The reasons are obvious: Buildings are large and expensive and tend to stay put for many years, meaning that decades sometimes have to pass before true change is seen in our cities' structural characters.

There are rather revolutionary moments in the lives of certain locales, though, and one arrived in the suburbs of Southern California in the middle of the last century. One of the leaders of that change was architect A. Quincy Jones, a modernist who believed that middle-class abodes did not have to be strictly utilitarian nor nearly design-free.

The snazzy result? A certain mid-century joie de vivre that flows through many a local neighborhood even today. Think of the wide windows, larger living rooms, and space-age-y lines that became hallmarks of Los Angeles home-building five or six decades ago.

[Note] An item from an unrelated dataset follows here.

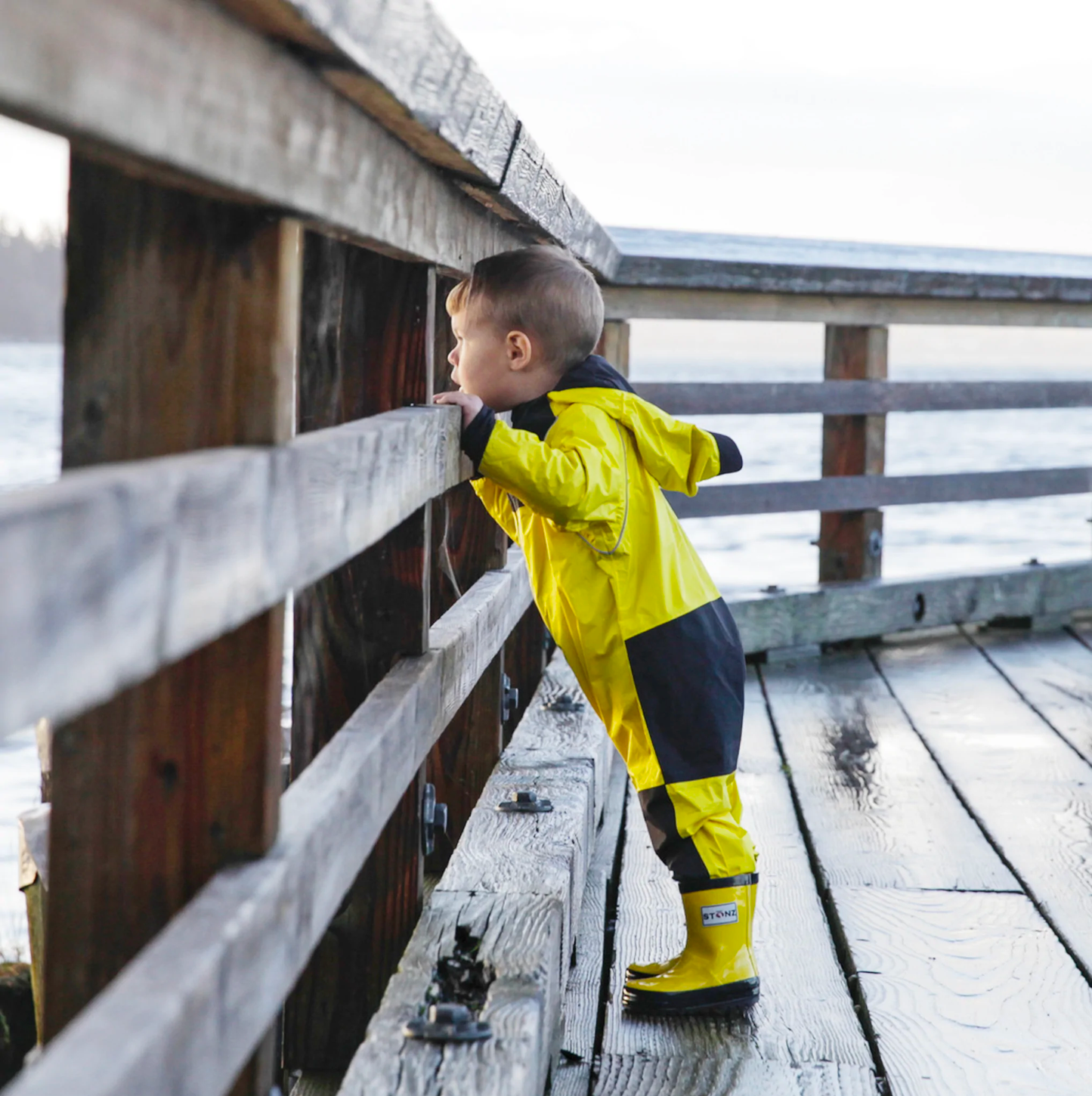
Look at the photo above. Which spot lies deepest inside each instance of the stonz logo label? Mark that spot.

The Hammer Museum is honoring the "better living" legacy of Mr. Jones, a USC architecture professor who passed away in 1979, with a full-scale retrospective (the visionary's first). It opens at the Westwood institution on Saturday, May 25 and runs through Sunday, Sept. 8.

Will you see your own home or neighborhood in the exhibit? You might; the architect had a hand in "over 5,000 built projects," meaning he truly is one of the ultimate parents of the image LA has long projected, at least in terms of how and where we live. Even if you don't live in a Jones structure, bet that local developments that arose in the decades after the architect's heyday were influenced by his sunny suburbia-sweet outlook.